In my experience Its comforting to learn after the struggle that 1 Corinthians 10:13 said "No temptation has overtaken you except what is common to mankind. And God is faithful; he will not let you be tempted beyond what you can bear. But when you are tempted, he will also provide a way out so that you can endure it." (NIV)
Brother/sister Chatim, you are so right in your statement.I often wonder, why others are so quick to do wickedness, sometimes premeditated.This shows that humans try to hide the truth about God by their wicked ways.God is then portrayed as a God who do not care because bad things happen to people, just like Job. Such people have a "go at Christians"& Chritianity.Job's suffering represents us all in our sufferings.
''I believe the author's point was
that Job didn't know what we know
now''
I appreciate this (above) response. No wonder he (Job) thought he was being tempted by God based on his comment, ''though He slay me yet will i trust in Him''.
But yet this is unclear to me- Job's cursing the day he was born and the womb that concieved him. Who ordained that? Isn't that a(n) direct/indirct accusation?
Job cursing the day was not being defiant to God but it was more a sigh from the pain and discomfort he felt. He may have said God why do you allow all this to happen to me, it was better I didn't been born
Job 2:10'..In all this did not Job sin with his lips'. This means Job was not accusing God yet the depth of his agony he equaled worse than death itself, in stead of cursing God he cursed the day he was born
There are moments in one's life when cares of this life press upon the soul such that you wish death is better than life.
Job did not sin, he was lamenting from his heart burned with agony, perplexity,discouragement, name them. through all this trying moment Jobs's trust in God never wavered.
If I might offer a different perspective on the three discourses of Job.
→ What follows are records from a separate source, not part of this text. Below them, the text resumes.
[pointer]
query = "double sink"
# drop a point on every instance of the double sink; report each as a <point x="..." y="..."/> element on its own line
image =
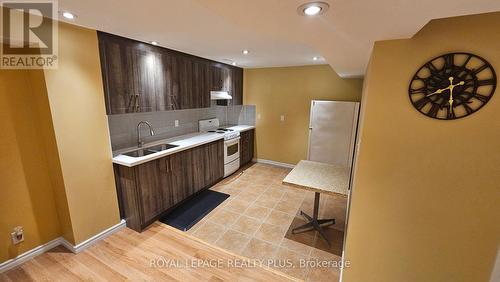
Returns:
<point x="149" y="150"/>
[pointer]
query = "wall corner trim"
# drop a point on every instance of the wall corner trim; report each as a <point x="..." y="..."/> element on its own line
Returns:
<point x="11" y="263"/>
<point x="263" y="161"/>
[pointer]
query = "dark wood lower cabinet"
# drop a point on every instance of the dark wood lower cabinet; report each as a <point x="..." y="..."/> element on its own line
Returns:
<point x="150" y="190"/>
<point x="247" y="146"/>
He was a friend of God like Moses and Abraham. Like them he talked with God as one would to another close friend. Like them he was able to state clearly to God how he felt and what he wished for. When God was silent Job felt acutely the lose of intimacy and the joy of discourse. His God could handle Job's comments because they were the honest thoughts of his heart.
If life was now going to be lose of this relationship then he would prefer not being born, would wish to die and wanted his Friend to explain what was happening to him. All the losses he suffered were real and very painful and yet, I propose, his greatest loss was this daily communication with His closest Friend. Like all of us there is a capacity to suffer "better or easier" if we know the why. Job wanted to know why his Friend was silent and what was he missing from God's perspective.